Um. Uh-oh. So, what you’re saying is that after the barest minimum of investigation it was super, super easy to figure out that Masud was a lying, serial “dine and dasher” and that Moran was actually protecting her employer from theft. But instead of doing the barest minimum of investigation into the event, Chipotle bent to the will of online hysteria and fired their employee for … protecting the store and doing the right thing.
It’s too bad because this kind of disengenous idiocy pushed by Ali and his A-hole buddy's - do actual harm to legitimate cases of racial profiling. Not that Ali cared about that.
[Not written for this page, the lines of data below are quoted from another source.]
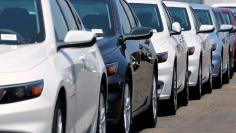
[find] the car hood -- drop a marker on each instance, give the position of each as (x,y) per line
(20,58)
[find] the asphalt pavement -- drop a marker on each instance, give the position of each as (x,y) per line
(214,113)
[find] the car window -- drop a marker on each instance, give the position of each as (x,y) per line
(21,22)
(126,26)
(169,17)
(180,15)
(196,20)
(219,17)
(59,22)
(226,17)
(234,11)
(148,15)
(129,14)
(68,15)
(95,15)
(204,16)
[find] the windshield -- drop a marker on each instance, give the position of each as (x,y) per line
(180,15)
(204,16)
(21,22)
(95,14)
(148,15)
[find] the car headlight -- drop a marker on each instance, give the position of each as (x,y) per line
(20,92)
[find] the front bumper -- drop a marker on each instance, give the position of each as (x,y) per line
(31,116)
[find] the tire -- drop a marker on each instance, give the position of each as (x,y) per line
(198,88)
(151,113)
(184,95)
(218,81)
(208,85)
(172,103)
(126,118)
(59,118)
(226,75)
(101,120)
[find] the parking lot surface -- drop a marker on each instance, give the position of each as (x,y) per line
(214,113)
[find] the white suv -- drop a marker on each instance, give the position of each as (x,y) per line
(53,78)
(200,51)
(170,48)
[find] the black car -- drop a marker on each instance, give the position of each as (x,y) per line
(129,57)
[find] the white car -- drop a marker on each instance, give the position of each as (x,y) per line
(226,5)
(219,39)
(170,48)
(200,60)
(53,78)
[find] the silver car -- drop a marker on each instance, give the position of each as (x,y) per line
(220,40)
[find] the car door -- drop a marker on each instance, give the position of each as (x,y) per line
(205,51)
(177,40)
(86,76)
(134,50)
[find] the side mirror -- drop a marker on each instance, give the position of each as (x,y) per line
(226,28)
(176,28)
(233,29)
(98,32)
(139,33)
(206,29)
(75,39)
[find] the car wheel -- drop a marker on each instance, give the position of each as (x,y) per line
(172,103)
(101,123)
(126,118)
(151,114)
(184,95)
(218,81)
(198,88)
(208,85)
(59,118)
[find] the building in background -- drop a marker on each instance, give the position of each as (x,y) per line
(208,2)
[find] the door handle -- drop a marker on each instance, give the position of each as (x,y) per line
(92,51)
(82,58)
(147,41)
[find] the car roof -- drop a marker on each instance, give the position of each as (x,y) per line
(224,5)
(176,4)
(144,1)
(200,6)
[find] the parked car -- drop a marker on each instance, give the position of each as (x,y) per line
(220,47)
(226,40)
(200,59)
(53,78)
(129,57)
(170,48)
(230,20)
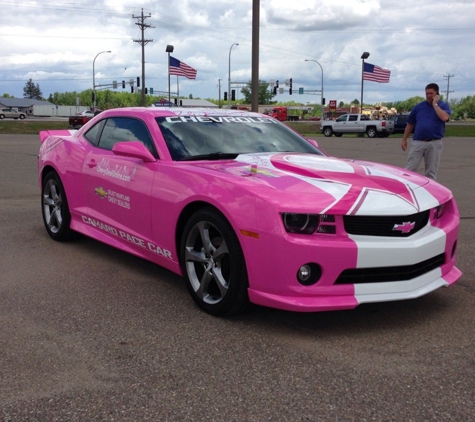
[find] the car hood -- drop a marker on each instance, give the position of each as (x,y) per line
(328,184)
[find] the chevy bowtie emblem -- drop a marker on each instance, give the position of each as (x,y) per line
(405,227)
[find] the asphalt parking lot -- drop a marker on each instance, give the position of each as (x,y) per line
(88,333)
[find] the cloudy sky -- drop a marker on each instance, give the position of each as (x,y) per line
(420,41)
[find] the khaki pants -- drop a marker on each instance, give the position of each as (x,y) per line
(429,151)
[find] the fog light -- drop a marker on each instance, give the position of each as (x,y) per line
(309,274)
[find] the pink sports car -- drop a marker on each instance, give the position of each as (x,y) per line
(247,210)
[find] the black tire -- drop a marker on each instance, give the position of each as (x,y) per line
(213,264)
(371,132)
(55,209)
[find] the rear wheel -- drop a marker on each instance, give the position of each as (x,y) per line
(371,132)
(213,264)
(55,209)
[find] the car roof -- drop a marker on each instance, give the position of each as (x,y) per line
(178,111)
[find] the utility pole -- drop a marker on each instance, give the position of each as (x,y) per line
(448,85)
(142,25)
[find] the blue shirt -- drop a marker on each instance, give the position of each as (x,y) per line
(427,123)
I mean, he might care about it now that he was outed for being a douchebag, but had he not been caught, do you really think Ali would have ever felt a moment of regret for getting an innocent woman fired?
I’m going to go out on a limb and say - he would not have cared at all. Not one bit.
Well, it’s all come full circle now. The internet sleuths pushed evidence back towards Chipotle. Chipotle publicly apologized to Dominique Moran for getting it wrong and offered her job back but … I haven’t been able to find out if she took the job or not. To be honest, I hope she didn’t. I hope she moves on to better things.